Wichtiges zum Mordkomplott im Vatikan
Der dreifache Mord an zwei Angehörigen der Schweizer Garde und der Ehefrau eines der Gardisten im Mai 1998 wurde schnell einem der Ermordeten, dem jungen Schweizer Cédric Tornay (23), angelastet, der anschließend Selbstmord begangen haben soll. Sehr rasch wurde einer alarmierten Öffentlichkeit aber auch klar, dass an dieser vatikanischen Version einiges nicht stimmen kann und dass der angebliche Mörder und Selbstmörder bereits vor der Tat umgebracht worden oder zumindest bewusstlos geschlagen worden war.

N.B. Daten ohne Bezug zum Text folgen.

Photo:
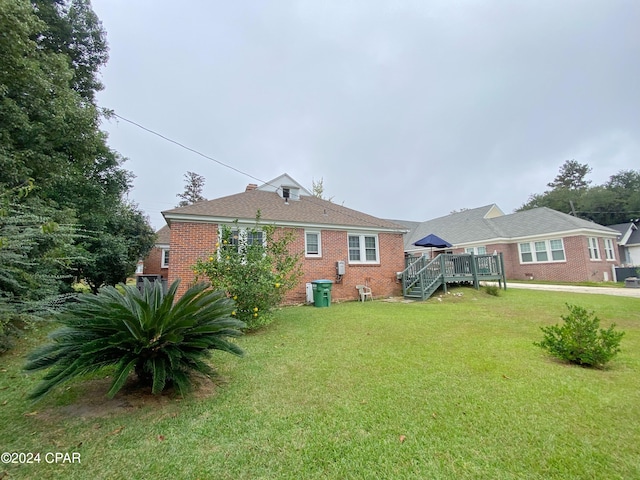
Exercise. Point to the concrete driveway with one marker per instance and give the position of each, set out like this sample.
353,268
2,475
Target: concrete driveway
620,292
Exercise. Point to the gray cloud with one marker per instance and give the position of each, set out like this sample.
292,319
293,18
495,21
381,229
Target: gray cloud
406,109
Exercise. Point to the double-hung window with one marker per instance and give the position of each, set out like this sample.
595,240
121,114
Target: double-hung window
542,251
594,251
312,244
608,249
363,249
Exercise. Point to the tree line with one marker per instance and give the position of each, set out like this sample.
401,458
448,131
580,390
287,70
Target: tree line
616,201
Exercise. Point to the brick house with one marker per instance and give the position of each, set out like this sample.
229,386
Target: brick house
540,243
629,243
325,233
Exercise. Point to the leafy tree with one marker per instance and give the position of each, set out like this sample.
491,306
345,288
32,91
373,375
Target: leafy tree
36,247
162,341
255,267
580,339
616,201
74,30
572,176
110,256
194,184
50,54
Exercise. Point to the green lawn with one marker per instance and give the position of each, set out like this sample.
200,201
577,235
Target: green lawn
450,389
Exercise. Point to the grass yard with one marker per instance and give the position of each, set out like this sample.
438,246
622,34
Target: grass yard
450,389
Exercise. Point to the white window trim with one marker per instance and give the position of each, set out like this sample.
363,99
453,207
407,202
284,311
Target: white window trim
549,251
363,251
594,249
306,250
609,250
242,234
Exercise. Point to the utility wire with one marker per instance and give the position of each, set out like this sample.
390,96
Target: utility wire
312,199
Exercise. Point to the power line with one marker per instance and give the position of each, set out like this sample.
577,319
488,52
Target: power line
231,167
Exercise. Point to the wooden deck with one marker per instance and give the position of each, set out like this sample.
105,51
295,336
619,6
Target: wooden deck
422,276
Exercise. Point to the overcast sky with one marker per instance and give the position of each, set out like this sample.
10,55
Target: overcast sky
406,110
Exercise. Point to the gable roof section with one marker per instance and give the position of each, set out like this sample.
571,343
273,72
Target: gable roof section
308,211
484,225
629,233
284,180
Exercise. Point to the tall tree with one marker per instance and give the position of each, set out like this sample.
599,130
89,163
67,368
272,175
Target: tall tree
194,184
616,201
74,30
50,53
572,176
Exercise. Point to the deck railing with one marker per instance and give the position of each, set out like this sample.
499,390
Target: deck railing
451,268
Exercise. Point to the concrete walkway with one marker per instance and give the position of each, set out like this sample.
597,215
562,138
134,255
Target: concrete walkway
621,292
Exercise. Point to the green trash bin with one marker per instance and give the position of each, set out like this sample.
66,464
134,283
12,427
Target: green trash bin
322,292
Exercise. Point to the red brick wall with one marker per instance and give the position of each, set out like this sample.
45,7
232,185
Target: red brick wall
381,277
190,241
153,263
577,267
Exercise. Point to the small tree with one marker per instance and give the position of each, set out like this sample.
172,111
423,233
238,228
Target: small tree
256,269
580,339
194,184
572,176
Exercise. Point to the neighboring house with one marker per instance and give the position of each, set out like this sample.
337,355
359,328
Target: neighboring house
157,262
540,243
628,243
325,233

Nun sind zwei Bücher erschienen, die die dramatischen Ereignisse neu aufrollen. Zum einen handelt es sich um die deutsche Ausgabe des bereits 1999 erschienenen Buches Bugíe di sangue in Vaticano (Blut-Lügen im Vatikan), das nun im Aufbau-Verlag unter dem Titel „Ihr habt getötet – der Machtkampf der Logen im Vatikan“ herausgegeben wurde (€ 16,90). Trotz des zeitlichen Abstands ist das Buch empfehlenswert. Zum einen ist es allein dadurch ein Dokument der Zeitgeschichte, dass die Autoren anonyme Kirchen-Insider sind, die sich hinter dem Pseudonym Discèpoli di veritá (Jünger der Wahrheit) verbergen müssen, um nicht von ihrem Arbeitgeber, dem Vatikan selbst, Schreibverbot oder weiter gehende Sanktionen zu erhalten. Zum anderen tauchen die „Wahrheitsjünger“ sehr akribisch, aber dennoch spannend, in den Ablauf der Tat und in die vielen Widersprüche ein, in die sich der Vatikan danach verstrickt hat. Die drei Toten fielen, so die Aussage des Buches, einem Machtkampf zwischen zwei Lagern im Vatikan zum Opfern: dem Opus Dei einerseits und den „Logenbrüdern“ andererseits. Einig waren sich die beiden Gruppen nach der Tat nur darin, sie so rasch und gründlich wie möglich zu vertuschen – was gründlich misslang.
Ähnlich sieht das auch Valeska von Roques, langjährige Korrespondentin des Spiegel in Rom, in ihrem Buch „Mord im Vatikan – Ermittlungen gegen die katholische Kirche“ (Hoffmann und Campe). Sie legt jedoch ihren Schwerpunkt mehr auf die menschlichen Hintergründe des rätselhaften Falles. Sie nimmt uns mit zur Mutter des angeblichen Mörders und Selbstmörders, die der Wahrheit auf den Grund kommen will und den ungleichen Kampf mit dem mächtigen Vatikan aufgenommen hat, der ihr bis heute alle rechtsstaatlichen Verfahrensrechte strikt verweigert. Wir erfahren, was für ein Mensch der junge Schweizer Gardist Cédric war – und die Version des Vatikans wird wie von selbst mit jeder Zeile unwahrscheinlicher. Wir erfahren andererseits, dass der ebenfalls ermordete, gerade eben erst zum Kommandanten der Garde ernannte Alois Estermann ein Karrieremensch war, ein ehrgeiziger und wenig beliebter Quereinsteiger, der Dossiers über seine Mitmenschen anlegte und über mächtige Gönner verfügen musste, vor allem im Opus Dei, um so rasch so weit zu kommen. Noch rätselhafter bleibt auch für die Autorin Estermanns Frau Gladys, die er offenbar nur geheiratet hat, weil das kurioserweise von einem Kommandanten der Schweizer Garde erwartet wird – ausgerechnet im zölibatären Vatikan, oder vielmehr: gerade dort, um den allgegenwärtigen Geruch der Homosexualität tunlichst zu vermeiden. Gladys Estermann, aus Venezuela stammend, war offenbar eher mit dem anderen Machtblock, dem der Logen, liiert. Durch welche Intrige die beiden dennoch zusammen fanden, bleibt unklar. Vorerst. Denn eines steht fest: Nicht erst mit diesen beiden Büchern sind die Mauern des Vatikans durchlässig geworden. Und es gibt immer weniger Menschen, die bereit sind, die, menschenverachtenden Allüren der letzten absolutistischen Despotie Europas noch länger hinzunehmen.